The nonprofit Avian Haven was created in 1999 by Winn and her partner Marc Payne. It was in the news this week for taking in a snowy owl that was removed from a building in downtown Portland.

The center’s annual caseload has increased from about 300 in its first full year to about 1,300 this year, making it one of the largest rehabilitation centers in New England, according to Avian Haven’s website.
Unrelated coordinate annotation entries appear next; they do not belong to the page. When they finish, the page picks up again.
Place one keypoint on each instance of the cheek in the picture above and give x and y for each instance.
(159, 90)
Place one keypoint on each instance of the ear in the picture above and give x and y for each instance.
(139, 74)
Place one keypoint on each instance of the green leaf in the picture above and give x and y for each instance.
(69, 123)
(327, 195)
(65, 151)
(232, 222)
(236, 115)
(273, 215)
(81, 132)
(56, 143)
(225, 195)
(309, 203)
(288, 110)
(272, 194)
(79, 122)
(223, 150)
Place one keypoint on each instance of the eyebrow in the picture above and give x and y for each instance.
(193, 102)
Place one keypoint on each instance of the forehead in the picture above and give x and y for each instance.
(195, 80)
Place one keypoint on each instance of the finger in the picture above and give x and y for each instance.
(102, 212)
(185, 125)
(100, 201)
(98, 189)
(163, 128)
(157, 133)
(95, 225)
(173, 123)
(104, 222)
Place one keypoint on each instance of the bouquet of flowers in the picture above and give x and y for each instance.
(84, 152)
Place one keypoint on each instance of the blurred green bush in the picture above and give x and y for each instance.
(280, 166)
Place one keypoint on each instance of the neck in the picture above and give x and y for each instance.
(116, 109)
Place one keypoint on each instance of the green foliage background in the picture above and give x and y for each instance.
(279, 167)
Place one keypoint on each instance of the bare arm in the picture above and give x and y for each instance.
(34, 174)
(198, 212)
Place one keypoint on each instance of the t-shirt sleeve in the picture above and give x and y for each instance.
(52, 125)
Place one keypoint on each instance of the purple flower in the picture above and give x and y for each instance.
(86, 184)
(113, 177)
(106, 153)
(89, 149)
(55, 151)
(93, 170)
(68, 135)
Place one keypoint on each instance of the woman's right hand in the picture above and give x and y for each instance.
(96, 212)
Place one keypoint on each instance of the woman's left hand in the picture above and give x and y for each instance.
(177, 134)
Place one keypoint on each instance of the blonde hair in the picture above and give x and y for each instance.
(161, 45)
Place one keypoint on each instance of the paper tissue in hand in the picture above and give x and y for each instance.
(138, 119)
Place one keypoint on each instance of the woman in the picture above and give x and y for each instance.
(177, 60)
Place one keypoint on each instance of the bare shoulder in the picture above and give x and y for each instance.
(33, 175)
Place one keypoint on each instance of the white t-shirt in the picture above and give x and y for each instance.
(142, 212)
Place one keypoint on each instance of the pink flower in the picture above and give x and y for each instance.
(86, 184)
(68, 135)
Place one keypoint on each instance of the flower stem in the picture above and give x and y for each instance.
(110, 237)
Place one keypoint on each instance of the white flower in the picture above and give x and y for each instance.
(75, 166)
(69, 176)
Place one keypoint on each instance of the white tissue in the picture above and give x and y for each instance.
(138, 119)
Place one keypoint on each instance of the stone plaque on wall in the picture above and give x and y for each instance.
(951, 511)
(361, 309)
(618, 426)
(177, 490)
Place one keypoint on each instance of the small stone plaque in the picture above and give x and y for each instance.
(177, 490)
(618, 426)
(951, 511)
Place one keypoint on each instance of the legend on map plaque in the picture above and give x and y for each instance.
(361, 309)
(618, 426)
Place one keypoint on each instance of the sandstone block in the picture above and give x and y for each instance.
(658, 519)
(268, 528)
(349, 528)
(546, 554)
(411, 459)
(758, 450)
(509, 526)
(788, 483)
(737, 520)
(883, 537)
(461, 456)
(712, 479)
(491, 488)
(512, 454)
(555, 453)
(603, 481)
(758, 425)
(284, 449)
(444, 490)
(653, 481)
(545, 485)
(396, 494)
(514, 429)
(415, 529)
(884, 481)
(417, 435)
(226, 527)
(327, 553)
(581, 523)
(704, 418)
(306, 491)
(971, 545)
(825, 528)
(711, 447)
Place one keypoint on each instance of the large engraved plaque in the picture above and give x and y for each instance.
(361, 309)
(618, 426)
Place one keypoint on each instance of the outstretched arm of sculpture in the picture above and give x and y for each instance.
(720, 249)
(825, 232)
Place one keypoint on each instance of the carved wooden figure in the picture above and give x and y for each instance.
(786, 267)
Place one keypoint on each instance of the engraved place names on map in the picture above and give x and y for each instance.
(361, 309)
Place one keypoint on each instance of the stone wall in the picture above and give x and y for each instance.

Funded through donations, the organization has cared for nearly 12,000 birds since its inception.


“It’s a calling,” said Winn, who has been involved with bird rehabilitation since 1997 and whose partner has been doing this work for a lot longer.

The bird rescue center each year typically sees two to three loons, three to four eagles, and two to three ducks with lead poisoning, she said.

She said it only takes a tiny amount of lead to kill an eagle.

Winn said most of the birds admitted with lead poisoning die.

The primary treatment for birds with lead poisoning is chelation therapy, which involves giving them medicinal compounds that bind to heavy metals such as lead that is in the blood and removes it from the system. She said the cost to treat a bird varies, but one five-day chelation therapy treatment for a bald eagle can cost about $50.

The time for an eagle to recover varies based on the nature of its injury and illness but can range from a few weeks to more than a year. She said even a small amount of lead can affect an eagle’s motor skills and lead it to become injured in other ways such as colliding with a motor vehicle.

The current eagles that are patients are not yet able to fly and their prognosis is not yet known.

“The golden is still in an indoor cage; we’ll know more about prospects for recovery when he goes outside to a larger habitat,” she said.